The Camera Was Never Really About the Picture
Sometimes the most meaningful things quietly wait to be noticed.
The Camera Was Never Really About the Picture
The camera never taught me how to see. It simply gave me a way to share what I’d been noticing all along. Over time, I realized that photography and healing begin in the same place: paying attention.
Even as a child, I found myself quietly watching the world around me. I’ve always been curious about what lives beneath the surface—what people are feeling, what a place has witnessed, what stories are quietly waiting to be discovered.
When I picked up a camera, I realized it wasn’t changing the way I saw the world.
It was giving me a way to share it.
Whether I was photographing a person, a horse, or an old tree beside an Appalachian creek, I found myself asking the same question:
What’s the story here?
Not the obvious story.
The deeper one.
When I photographed people, I wasn’t just looking for a smile. I wanted to capture something that felt true to who they were. I wanted someone who loved them to look at the photograph years later and say, “That’s exactly them.”

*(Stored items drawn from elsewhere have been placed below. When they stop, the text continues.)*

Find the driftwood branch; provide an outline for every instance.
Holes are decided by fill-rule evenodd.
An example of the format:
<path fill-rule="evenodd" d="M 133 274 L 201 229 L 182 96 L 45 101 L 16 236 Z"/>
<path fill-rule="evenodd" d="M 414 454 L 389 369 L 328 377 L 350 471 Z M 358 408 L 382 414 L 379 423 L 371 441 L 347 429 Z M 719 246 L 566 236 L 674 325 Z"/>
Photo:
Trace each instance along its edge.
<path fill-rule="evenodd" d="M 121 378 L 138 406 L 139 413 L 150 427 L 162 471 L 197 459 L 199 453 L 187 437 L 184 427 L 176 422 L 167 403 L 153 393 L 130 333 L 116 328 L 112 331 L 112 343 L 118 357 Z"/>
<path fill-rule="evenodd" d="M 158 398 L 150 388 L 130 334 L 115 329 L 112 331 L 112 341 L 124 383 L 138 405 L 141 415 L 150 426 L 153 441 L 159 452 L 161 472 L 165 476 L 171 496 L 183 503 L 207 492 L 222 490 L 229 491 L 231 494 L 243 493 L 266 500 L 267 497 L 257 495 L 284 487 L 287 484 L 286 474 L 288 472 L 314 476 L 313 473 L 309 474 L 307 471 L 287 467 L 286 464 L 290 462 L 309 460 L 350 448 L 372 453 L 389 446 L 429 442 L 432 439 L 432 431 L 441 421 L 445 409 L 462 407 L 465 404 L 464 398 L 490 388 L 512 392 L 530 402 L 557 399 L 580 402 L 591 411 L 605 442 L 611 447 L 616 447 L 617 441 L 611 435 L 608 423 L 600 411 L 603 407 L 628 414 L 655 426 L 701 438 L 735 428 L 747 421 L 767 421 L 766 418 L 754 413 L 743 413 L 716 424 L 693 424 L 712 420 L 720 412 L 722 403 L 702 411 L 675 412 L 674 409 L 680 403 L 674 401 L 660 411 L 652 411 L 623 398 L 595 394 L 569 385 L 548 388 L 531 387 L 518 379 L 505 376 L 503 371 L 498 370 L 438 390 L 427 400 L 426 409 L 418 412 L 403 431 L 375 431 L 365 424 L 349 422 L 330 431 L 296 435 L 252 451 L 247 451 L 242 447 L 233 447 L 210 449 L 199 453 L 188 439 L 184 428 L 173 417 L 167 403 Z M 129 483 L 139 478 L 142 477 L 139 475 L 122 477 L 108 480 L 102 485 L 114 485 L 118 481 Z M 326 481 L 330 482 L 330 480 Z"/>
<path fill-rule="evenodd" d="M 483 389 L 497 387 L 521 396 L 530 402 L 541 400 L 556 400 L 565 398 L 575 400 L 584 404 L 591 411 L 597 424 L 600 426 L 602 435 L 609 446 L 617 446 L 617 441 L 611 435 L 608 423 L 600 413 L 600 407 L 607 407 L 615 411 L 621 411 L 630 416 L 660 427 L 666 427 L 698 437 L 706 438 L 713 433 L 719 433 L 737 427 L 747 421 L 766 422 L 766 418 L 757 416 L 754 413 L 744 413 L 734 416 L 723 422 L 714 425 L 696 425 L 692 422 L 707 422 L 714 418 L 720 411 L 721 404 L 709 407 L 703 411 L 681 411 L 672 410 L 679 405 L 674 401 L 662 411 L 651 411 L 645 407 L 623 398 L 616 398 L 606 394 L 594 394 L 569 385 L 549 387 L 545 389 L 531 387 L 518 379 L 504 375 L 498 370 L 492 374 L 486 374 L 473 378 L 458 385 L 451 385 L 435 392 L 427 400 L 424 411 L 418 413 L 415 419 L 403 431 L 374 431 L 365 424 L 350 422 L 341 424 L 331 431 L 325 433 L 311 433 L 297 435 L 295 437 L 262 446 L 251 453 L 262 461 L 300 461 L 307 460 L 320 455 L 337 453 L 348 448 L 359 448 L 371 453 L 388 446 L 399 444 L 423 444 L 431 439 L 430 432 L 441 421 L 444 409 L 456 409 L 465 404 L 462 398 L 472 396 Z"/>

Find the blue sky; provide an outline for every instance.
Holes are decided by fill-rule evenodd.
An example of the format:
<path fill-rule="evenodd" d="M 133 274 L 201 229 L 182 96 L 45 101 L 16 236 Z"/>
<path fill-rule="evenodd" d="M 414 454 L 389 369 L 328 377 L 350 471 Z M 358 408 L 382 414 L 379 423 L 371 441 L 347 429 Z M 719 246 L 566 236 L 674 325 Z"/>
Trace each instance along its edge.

When I walk through the woods with my camera today, I find myself asking those same questions. How long has this tree stood here? How many seasons has this creek watched come and go? Who picked up this stone before I did? What stories would this place tell if it could speak?
The camera has always been a way of listening.
Looking back, I realize my healing work grows from that same place.
When I sit with a person or connect with an animal, I’m not trying to force answers or fix what’s broken. I begin by paying attention. By listening. By becoming curious about what may not be obvious at first glance.
Healing, like photography, isn’t always about seeing more.
Sometimes it’s about seeing more deeply.
Maybe that’s one of the greatest gifts the Appalachian hills have given me. They remind me that the most meaningful things rarely announce themselves. They reveal themselves quietly, over time, to those willing to slow down and notice.
Whether I’m holding a camera, creating a piece of art, or doing healing work, my hope is always the same:
To help reveal something that was already there, quietly waiting to be seen.